The computational and memory requirements of Deep Learning (DL) models pose challenges, especially over long training periods. Sparse training offers a potential solution for such computational burdens. While libraries such as cuSparse and cuSparseLt provide implementations of sparse routines necessary for frameworks such as Pytorch, achieving substantial speedups, especially for extreme sparsity ratios, remains difficult.
Sparse training exploits the inherent sparsity of neural networks and relies on sparse matrix operations such as Sparse Matrix-Matrix Multiplication (SPMM) and Sampled Dense-Dense Matrix Multiplication (SDDMM), which are crucial for training deep learning models. While SPMM has been optimised to some extent, SDDMM optimisation, particularly for maintaining high performance across different sparsity ratios, has not been fully explored. Existing sparse libraries do not provide significant speedups for extreme sparsity ratios, which hinders their widespread adoption. To address this limitation, this study updates NVIDIA’s Sparse Tensor Cores (SPTC) and second-order pruning techniques to improve the efficiency of sparse training on GPUs.
ESPLAG builds on previous successes in end-to-end inference on Large Language Models (LLMs) and extends them to sparse training on NVIDIA GPUs. Key components include
- Leveraging Sparse Tensor Cores (SPTC) for optimised sparse matrix operations
- Implementing second-order pruning techniques to achieve high sparsity ratios while maintaining model accuracy
- Developing an efficient Sampled Dense Matrix Multiplication (SDDMM) kernel based on successful design principles from Sparse Matrix Multiplication (SPMM)
- Algorithmically efficient integration of optimised kernels into the transformer model training pipeline
Extensive experiments will be conducted on relevant datasets and state-of-the-art deep learning models, evaluating performance metrics such as training time, memory consumption and model accuracy across different sparsity ratios.
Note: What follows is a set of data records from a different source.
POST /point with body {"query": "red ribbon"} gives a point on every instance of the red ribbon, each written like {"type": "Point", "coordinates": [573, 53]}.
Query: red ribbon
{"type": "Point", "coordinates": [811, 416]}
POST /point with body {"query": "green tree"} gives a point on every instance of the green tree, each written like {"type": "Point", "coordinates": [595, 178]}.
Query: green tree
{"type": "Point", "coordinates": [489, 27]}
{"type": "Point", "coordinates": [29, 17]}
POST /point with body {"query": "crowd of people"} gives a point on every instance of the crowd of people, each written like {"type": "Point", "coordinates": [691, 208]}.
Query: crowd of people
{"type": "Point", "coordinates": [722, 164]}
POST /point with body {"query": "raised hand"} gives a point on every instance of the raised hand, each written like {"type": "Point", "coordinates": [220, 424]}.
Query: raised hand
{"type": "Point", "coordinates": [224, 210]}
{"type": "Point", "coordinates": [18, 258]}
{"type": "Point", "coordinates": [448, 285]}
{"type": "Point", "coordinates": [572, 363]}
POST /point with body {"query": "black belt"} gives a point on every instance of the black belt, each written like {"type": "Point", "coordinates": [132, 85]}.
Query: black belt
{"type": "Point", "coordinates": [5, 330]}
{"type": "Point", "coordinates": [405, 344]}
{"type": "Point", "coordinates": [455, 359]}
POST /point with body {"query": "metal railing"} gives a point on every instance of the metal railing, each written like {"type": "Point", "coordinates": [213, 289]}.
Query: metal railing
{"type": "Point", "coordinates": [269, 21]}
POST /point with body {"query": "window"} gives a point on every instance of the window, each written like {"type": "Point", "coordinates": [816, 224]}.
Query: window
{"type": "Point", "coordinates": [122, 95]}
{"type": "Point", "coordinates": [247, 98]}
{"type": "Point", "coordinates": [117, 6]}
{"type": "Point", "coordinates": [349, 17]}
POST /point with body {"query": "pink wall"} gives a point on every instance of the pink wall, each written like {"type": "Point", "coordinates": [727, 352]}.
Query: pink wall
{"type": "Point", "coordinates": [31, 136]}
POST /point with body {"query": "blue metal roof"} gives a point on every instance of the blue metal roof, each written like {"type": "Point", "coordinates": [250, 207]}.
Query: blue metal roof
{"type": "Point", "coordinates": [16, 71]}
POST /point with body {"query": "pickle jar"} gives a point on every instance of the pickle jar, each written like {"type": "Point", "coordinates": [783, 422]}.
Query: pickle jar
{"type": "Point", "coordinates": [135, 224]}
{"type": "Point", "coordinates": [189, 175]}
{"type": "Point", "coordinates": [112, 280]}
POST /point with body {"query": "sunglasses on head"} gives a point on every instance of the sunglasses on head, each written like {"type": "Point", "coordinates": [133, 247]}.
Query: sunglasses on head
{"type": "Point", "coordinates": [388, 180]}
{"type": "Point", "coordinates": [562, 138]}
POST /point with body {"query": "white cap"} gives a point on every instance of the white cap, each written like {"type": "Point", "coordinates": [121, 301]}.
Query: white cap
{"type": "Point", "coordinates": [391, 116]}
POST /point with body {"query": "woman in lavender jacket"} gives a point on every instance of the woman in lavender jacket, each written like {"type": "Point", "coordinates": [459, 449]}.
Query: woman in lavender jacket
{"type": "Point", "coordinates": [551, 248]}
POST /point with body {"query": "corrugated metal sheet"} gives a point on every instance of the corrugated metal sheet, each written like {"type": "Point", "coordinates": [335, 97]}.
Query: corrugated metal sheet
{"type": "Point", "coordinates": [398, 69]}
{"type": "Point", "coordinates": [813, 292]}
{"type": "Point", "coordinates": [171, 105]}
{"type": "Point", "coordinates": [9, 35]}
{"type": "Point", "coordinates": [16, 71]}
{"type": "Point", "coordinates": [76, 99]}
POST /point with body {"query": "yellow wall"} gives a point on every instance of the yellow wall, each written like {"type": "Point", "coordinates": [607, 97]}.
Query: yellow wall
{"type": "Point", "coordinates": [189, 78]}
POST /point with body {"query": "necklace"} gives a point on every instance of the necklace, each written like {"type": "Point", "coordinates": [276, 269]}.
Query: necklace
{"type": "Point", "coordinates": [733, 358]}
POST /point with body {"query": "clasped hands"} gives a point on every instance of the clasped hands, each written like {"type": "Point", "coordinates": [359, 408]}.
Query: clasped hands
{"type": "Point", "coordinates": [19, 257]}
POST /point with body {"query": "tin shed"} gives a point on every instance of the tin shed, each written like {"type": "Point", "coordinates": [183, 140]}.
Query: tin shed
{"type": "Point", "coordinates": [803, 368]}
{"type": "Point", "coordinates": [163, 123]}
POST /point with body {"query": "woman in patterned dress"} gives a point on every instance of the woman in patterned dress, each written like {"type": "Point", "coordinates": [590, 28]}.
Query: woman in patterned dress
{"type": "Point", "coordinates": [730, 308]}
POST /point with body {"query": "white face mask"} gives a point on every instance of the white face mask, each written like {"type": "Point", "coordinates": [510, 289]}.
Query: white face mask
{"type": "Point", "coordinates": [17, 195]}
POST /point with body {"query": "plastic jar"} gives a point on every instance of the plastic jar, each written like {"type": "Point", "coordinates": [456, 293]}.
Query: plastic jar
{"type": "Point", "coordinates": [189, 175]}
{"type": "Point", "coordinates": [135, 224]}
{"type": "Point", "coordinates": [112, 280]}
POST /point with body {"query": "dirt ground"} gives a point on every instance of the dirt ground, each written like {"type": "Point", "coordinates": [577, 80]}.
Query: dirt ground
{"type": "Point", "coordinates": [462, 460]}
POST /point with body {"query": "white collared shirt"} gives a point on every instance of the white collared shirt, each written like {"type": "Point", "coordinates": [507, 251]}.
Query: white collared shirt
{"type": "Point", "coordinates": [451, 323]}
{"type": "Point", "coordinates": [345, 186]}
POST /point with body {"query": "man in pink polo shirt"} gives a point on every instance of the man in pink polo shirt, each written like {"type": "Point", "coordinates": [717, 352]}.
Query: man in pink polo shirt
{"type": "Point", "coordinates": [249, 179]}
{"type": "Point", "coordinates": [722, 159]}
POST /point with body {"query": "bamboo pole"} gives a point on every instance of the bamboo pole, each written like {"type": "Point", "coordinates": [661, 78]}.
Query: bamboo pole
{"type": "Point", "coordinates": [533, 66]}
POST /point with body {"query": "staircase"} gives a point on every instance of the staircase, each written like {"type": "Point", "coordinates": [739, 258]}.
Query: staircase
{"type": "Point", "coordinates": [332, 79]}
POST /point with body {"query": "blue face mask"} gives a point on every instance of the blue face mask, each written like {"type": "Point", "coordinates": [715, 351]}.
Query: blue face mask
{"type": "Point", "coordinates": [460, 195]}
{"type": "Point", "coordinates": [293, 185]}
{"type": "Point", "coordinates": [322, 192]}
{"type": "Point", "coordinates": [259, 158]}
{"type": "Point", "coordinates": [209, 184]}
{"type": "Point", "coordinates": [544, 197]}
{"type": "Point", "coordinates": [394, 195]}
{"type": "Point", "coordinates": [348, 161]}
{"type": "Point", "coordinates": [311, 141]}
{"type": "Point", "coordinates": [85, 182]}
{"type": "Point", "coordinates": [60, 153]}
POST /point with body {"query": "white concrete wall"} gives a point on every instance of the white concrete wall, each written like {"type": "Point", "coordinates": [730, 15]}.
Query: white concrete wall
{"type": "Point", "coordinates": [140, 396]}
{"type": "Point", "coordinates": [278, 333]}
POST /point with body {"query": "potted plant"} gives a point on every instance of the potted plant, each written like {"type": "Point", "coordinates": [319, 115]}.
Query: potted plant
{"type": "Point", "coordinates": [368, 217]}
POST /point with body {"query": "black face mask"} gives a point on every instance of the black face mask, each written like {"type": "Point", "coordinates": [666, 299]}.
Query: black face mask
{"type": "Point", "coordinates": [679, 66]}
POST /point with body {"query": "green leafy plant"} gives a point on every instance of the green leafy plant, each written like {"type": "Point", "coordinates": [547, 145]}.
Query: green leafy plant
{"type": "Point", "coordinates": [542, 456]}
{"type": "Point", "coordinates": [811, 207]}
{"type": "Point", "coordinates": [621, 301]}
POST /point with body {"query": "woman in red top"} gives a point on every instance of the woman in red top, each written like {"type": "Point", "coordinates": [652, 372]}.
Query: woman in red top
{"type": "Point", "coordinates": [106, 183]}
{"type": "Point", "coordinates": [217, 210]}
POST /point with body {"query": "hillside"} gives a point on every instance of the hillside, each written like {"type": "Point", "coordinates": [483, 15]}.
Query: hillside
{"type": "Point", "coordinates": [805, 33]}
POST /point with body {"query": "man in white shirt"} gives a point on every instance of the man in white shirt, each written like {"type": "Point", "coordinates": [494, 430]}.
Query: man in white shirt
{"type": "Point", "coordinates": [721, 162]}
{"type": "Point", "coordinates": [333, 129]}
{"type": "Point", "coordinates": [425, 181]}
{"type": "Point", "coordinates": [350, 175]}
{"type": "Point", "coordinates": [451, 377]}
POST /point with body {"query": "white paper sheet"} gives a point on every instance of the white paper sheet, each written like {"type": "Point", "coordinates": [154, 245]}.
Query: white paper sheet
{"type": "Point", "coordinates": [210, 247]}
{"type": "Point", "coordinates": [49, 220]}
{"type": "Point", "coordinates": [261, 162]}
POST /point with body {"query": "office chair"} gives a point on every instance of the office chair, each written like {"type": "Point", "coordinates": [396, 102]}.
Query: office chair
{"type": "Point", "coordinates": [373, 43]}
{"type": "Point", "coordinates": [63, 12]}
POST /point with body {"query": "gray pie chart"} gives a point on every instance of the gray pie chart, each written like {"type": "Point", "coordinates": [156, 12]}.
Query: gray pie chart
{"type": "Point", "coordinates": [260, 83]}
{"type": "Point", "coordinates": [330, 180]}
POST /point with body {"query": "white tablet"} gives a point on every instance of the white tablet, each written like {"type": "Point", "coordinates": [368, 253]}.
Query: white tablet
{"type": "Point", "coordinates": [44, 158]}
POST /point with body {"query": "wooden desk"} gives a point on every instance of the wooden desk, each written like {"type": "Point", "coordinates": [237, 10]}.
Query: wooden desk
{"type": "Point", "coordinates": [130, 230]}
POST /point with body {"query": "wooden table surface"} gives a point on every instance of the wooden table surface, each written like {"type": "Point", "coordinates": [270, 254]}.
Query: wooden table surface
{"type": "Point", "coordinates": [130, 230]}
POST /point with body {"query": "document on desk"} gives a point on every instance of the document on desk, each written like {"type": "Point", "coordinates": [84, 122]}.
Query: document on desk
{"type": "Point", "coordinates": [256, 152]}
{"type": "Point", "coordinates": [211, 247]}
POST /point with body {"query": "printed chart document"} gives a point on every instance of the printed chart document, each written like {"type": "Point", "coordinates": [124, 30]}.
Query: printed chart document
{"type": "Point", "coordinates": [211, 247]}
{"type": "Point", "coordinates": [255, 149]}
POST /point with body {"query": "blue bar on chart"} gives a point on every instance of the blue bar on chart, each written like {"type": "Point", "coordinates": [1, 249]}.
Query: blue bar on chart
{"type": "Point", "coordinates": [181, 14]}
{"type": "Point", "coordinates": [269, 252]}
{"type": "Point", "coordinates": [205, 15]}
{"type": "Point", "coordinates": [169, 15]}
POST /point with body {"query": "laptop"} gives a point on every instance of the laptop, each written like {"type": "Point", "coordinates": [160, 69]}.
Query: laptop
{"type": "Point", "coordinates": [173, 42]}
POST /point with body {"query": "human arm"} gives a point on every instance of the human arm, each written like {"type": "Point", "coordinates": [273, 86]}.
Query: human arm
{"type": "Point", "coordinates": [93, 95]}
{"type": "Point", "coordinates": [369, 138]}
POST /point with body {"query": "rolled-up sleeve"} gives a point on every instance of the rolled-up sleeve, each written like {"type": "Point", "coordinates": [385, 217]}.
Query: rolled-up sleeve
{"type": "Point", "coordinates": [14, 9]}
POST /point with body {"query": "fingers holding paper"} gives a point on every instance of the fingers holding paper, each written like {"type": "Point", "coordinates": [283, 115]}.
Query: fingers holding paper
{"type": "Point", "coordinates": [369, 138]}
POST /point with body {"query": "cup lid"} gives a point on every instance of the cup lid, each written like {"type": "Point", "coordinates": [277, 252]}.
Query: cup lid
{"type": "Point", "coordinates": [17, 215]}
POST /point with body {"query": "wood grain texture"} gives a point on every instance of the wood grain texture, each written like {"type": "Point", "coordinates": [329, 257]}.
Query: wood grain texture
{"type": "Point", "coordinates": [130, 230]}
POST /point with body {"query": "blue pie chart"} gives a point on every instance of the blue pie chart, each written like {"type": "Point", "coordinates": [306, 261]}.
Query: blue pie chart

Comparative analyses with existing sparse training techniques can demonstrate the effectiveness of this study.
The proposed approach aims to overcome existing limitations in sparse training on NVIDIA GPUs by exploiting specialised hardware features and innovative pruning techniques. By optimising key sparse matrix operations and integrating them into the training pipeline of transformer models, ESPLAG expects significant improvements in training efficiency and scalability.